傅青榮的眼睛赤紅,不復從前那樣的紈絝。「父皇。」
老皇帝又語重心長地道:「難道不是讓你找了個遍嗎?怎麼,人呢?」
傅青榮額角青筋暴起,的確就像他說的那樣, 他找遍了國師府,掀翻了整個長明道觀, 可是都沒有找到之之的一點存在痕跡。仿佛這個人就徹底在他的世界裡消失了一樣。
「孩兒……」
「容國師何等的一個出塵仙師, 現在倒好,都被你氣走了。你這個逆子!」老皇帝是真心實意地在生氣,因為就在容瑾最後一次離開皇宮時,他曾笑著說過,也許下一次入宮, 就能給他帶來長生藥的好消息。
可怎知道, 人居然被他這無法無天的逆子給氣走了。
「滾。」老皇帝到底是顧忌著他手上的軍隊, 特意招來罵一頓也算了事。
「兒臣告退。」
傅青榮卻一點也不信他的話, 他那雙透著點褐色的鷹眸里都是殘戾的血絲,走到宮門處, 雪落得很大, 仿佛天地都被這雪覆蓋了, 難以喘息。他眼邊猶然有女子回眸對他笑著, 她一身銀白衣衫, 撐著油紙傘, 對他說:「我們回家吧。」
可是一回頭,什麼都沒有。
手裡緊緊地攥起拳頭,他們說什麼就是什麼了,他不信,無論如何,他一定要親自把她帶回家。若是她還活著,他可以忘記一切事情,若是她不在了,那他就要這些人為她殉葬。
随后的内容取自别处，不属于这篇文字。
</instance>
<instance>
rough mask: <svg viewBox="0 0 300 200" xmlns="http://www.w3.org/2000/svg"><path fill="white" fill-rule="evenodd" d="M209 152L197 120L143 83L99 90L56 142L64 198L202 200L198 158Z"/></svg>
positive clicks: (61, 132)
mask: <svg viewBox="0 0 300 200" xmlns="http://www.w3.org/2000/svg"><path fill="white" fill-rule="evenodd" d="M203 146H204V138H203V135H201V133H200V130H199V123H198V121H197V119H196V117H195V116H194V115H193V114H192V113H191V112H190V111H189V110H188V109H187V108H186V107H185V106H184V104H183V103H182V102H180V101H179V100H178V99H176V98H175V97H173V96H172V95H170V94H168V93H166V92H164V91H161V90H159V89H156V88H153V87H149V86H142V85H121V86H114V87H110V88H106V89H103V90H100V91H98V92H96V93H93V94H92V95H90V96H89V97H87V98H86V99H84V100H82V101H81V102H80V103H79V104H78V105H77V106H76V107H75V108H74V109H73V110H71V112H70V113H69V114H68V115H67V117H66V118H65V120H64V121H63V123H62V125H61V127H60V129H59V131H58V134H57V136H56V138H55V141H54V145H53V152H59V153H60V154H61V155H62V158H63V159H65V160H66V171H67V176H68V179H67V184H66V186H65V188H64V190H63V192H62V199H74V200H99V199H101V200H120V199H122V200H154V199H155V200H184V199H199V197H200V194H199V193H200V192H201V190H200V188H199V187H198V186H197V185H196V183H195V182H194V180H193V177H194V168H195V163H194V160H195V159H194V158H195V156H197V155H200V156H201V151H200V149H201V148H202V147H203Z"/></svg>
男人眸子如火地回望著背後巍峨的深宮,薄涼的唇瓣露出一個冷厲的笑意。
背後心腹將士抱拳道:「殿下,所有有關容瑾的店鋪、田莊通通都搜了一遍,未曾發現他的影子。」
「活要見人,死要見屍。繼續找——」他面無表情地說了這麼一句。
方音極度愧疚,說什麼也要陪著自家谷主把之之找回來。
況且,谷主的眼睛看不見,她可以充當谷主的眼睛啊。
只是,薛素鳴很淡漠地婉拒了。「方音,回月迷谷吧,谷里有很多事情需要你處理。」白衣江上凌雲,仿佛乘風而去的謫仙,隆冬江面水寒卻蒸騰微熱水汽霧氣,如夢如幻般的不真實。衣帶隨風,白皙病弱的面容也有些漠然。
方音低下了頭,恨不得將頭顱低到地面,「屬下知曉了。」
她眼睛都紅了,谷主怪罪她,她能理解,可是當谷主這樣漠然地對待她,根本徹底地不在意這件事時,她終於知道心裡有多難受了。
都怪自己。生生地讓谷主錯過了見之之啊。
未抵達盛京前,月迷谷的探子們就已經一一地將戰王殿下是如何將盛京徹底翻了一個趟,可惜饒是這樣,也沒有找到容瑾,更別提那位如今被傳得傳奇話本中絕色傾國的花側妃娘娘了。
「谷主,會不會是出了盛京?」稟告的人小心翼翼地說著,忍不住看面前絕代風姿、仙人般出塵的谷主,可惜三年前出了些事情,後來谷主一直是眼覆鮫紗。若說谷主從前是一塊不化的冰,之之姑娘到了谷里時,谷主竟然也慢慢融化了,可是後來之之姑娘又離開了,谷主變得比從前更加冷漠,像是一座將自己徹底凍結起來的冰山。
薛素鳴過了好一會兒,終於說:「不會。」他的眼中驀然出現了,三年前,在長明道觀里一身是血親自爬到他身邊的少年。不知為何,他感覺到了很一種不尋常,而且之之……之之這些年來一直躲著他,她到底想要做什麼?
真想世人說的那樣,她和戰王傅青榮是天作之合、兩廂情願,他覺得沒這麼簡單。
很早以前,他就知道她的心裡一直埋著很深的事情,到了現在他隱隱約約有所感覺了。